Few people have put their life, their reputation, and also (sometimes) the lives of others on the line more stridently on behalf of the theatrical experience than Christopher Nolan, who was very insistent last year that his latest movie, Tenet, be released in theaters , even though a theater is, objectively, a pretty awful place to be if you’re trying to avoid breathing in another human’s lung crud. But Nolan insisted, lest the primacy of the movie theater experience be diminished…and then the primacy of the movie theater experience kind of got diminished anyway, because not a lot of people went out to see Tenet in theaters, because they didn’t want to die. (Also, the tepid Tenet response probably contributed to Warner Media’s decision to start releasing its blockbusters simultaneously on HBO Max, at which point the veins in Nolan’s head really started to bulge.)

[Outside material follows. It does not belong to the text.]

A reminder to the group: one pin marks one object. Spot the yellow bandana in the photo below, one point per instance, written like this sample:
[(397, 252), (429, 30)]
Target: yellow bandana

Still, good news for Nolan (in a bad sort of way): It turns out that there’s actually a much worse way you can view films like Tenet than in a streaming window, and that much worse way is on the teensy tiny screen of Nintendo’s 20-year-old Game Boy Advance hardware. Which is exactly what content creator Bob Wulff has done in the above video, taking Nolan’s time travel action epic and jamming it onto 5 Game Boy Advance cartridges, then streaming it in all its 6 frames per second glory. (At least he’s running it on a GBA SP—god only knows how those crisp visual would look without the all-important backlight.)
To some extent, Wulff’s project sort of makes Nolan’s point for him, in that Tenet’s visual ambition can’t really achieve themselves on a screen the size of a bar coaster. On the other hand, watching it in this format won’t cause you to risk catching COVID, so, you know: Point to Team Spite.